The diagnosis result displayed on the display panel 104 in step 212 can be diverse. For example, the difference between a received power level and a threshold is displayed so that the user or repairman can decide the degree of hardware performance degradation or whether the mobile terminal is seriously damaged. However, it is difficult for ordinary users to decide from the displayed difference value whether to visit a service center to get their mobile terminals fixed. Therefore, it is preferable to explicitly explain the meanings of level differences with regard to hardware performance in a user guide manual. Alternatively, a message indicating whether the hardware performance is good can be displayed on the display panel 104. That is, the controller 100 compares the level difference with a predetermined threshold and if it is greater than the threshold, the controller 100 displays a message indicating bad hardware performance as a diagnosis result. If the level difference is equal to or less than the threshold, the controller 100 displays a message indicating good hardware performance as the diagnosis result.
As described above, the present invention allows a mobile terminal to self-diagnose its hardware performance without the need of measuring equipment, and to display the diagnosis result. Therefore, a user or a repairman can easily decide the hardware performance characteristics of the mobile terminal.
As a result, the user does not need to visit a service center unnecessarily. Also, the service center diagnoses the performances of mobile terminals without the need of purchasing the measuring equipment. Hence, unnecessary part exchanges can be prevented.

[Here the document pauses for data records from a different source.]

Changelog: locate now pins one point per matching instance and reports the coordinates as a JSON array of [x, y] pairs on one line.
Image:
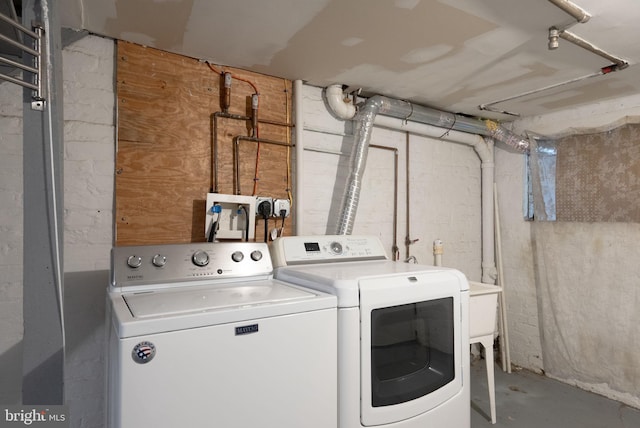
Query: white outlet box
[[281, 205], [232, 219]]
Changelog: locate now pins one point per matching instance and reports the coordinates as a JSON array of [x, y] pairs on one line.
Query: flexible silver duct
[[407, 111]]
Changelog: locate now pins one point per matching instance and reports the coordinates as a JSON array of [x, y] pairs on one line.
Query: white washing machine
[[403, 331], [201, 335]]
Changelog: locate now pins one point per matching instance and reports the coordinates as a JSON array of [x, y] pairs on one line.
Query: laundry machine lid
[[164, 310], [202, 299], [345, 279]]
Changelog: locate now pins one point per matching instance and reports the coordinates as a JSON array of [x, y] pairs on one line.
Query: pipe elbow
[[341, 107]]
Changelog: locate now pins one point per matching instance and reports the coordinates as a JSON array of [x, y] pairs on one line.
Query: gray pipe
[[407, 111]]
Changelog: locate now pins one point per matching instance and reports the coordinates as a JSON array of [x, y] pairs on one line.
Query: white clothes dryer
[[403, 331], [201, 335]]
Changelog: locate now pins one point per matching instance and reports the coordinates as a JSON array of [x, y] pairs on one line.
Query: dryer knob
[[200, 258], [237, 256], [134, 261], [336, 248], [159, 260]]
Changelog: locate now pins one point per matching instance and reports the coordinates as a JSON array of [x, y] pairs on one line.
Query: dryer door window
[[412, 350]]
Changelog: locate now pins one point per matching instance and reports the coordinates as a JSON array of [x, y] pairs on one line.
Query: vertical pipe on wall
[[299, 152], [485, 153]]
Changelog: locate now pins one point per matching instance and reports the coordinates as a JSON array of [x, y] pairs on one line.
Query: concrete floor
[[528, 400]]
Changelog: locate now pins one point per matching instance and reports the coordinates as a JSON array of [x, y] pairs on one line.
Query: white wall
[[89, 165], [445, 204], [444, 188]]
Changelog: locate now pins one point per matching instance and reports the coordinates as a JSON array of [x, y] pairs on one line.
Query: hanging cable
[[288, 141], [256, 134]]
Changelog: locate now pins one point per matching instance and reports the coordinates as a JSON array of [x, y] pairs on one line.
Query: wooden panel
[[164, 158]]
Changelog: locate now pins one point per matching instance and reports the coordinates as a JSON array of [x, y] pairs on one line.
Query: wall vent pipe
[[578, 13], [341, 106], [405, 110]]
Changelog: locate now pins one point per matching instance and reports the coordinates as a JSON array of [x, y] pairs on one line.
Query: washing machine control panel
[[292, 250], [185, 263]]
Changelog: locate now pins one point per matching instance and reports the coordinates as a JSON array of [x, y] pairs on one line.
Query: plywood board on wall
[[165, 157]]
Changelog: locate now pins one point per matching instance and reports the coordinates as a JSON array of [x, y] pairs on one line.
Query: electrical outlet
[[266, 202], [231, 220], [280, 205]]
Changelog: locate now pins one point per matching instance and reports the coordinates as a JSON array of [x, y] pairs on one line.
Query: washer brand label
[[143, 352], [45, 416], [246, 329]]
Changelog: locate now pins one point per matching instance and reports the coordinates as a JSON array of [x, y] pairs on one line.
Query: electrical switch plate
[[232, 221], [280, 205]]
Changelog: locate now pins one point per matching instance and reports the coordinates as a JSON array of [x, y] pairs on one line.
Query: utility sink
[[483, 304]]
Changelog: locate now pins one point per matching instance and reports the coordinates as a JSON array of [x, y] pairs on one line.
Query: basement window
[[540, 183]]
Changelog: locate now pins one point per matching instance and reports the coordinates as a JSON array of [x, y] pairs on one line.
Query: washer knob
[[159, 260], [200, 258], [237, 256], [134, 261]]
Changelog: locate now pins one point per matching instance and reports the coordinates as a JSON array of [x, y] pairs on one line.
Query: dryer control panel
[[293, 250], [173, 264]]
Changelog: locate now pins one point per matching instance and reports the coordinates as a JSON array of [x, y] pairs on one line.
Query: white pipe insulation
[[299, 151], [429, 122], [484, 148]]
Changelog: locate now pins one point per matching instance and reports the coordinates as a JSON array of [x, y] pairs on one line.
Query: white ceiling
[[450, 54]]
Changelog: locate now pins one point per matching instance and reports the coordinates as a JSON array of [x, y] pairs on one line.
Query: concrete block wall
[[89, 163], [11, 231], [444, 188], [89, 133]]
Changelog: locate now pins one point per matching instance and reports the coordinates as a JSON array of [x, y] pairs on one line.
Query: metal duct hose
[[364, 126], [407, 111]]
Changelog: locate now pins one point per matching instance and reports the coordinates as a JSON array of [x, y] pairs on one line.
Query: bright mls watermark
[[34, 416]]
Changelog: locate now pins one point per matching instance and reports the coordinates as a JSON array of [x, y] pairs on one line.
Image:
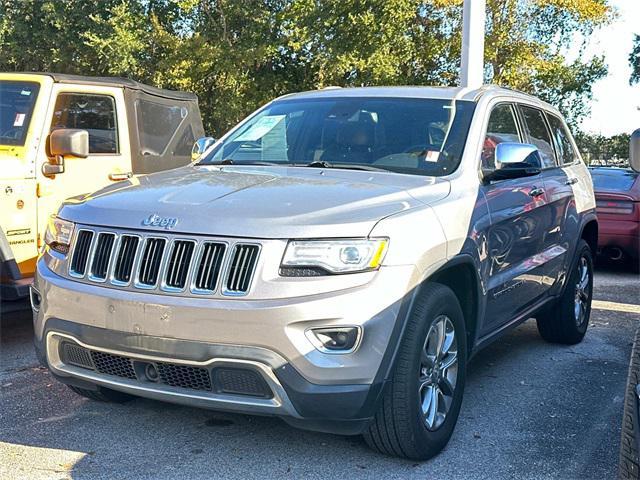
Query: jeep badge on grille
[[156, 220]]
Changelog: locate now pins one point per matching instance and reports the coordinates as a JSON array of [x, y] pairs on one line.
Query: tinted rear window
[[613, 179]]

While the invention has been shown and described with reference to a certain preferred embodiment thereof, it is a mere exemplary application. Although the transmission/reception path connector 146 is provided in a mobile terminal in the description, it can be fabricated in a detachable jig to be used in a service center, considering a cost increase involved in the installation of the transmission/reception path connector 146 in the mobile terminal. Then, the RF switch 152 in the jig is manipulated by a repairman in the service center. In this case, even though the user still has to visit the service center for diagnosis of the mobile terminal performance, the service center advantageously can diagnose the mobile terminal performance without using any particular measuring equipment. In addition, while the transmission/reception path connector 146 includes the attenuator 148 and the BPF 150 as well as the RF switch 152, they can be omitted or selectively used in real implementation. That is, setting the transmit power level based on an RF signal level suitable for input to the receiver 116 in step 202 will obviate the need of using the attenuator 148. The BPF 150 can also be omitted due to the presence of the BPF 122 in the receiver 116. Therefore, it will be understood by those skilled in the art that various changes in form and details may be made therein without departing from the spirit and scope of the invention as defined by the appended claims.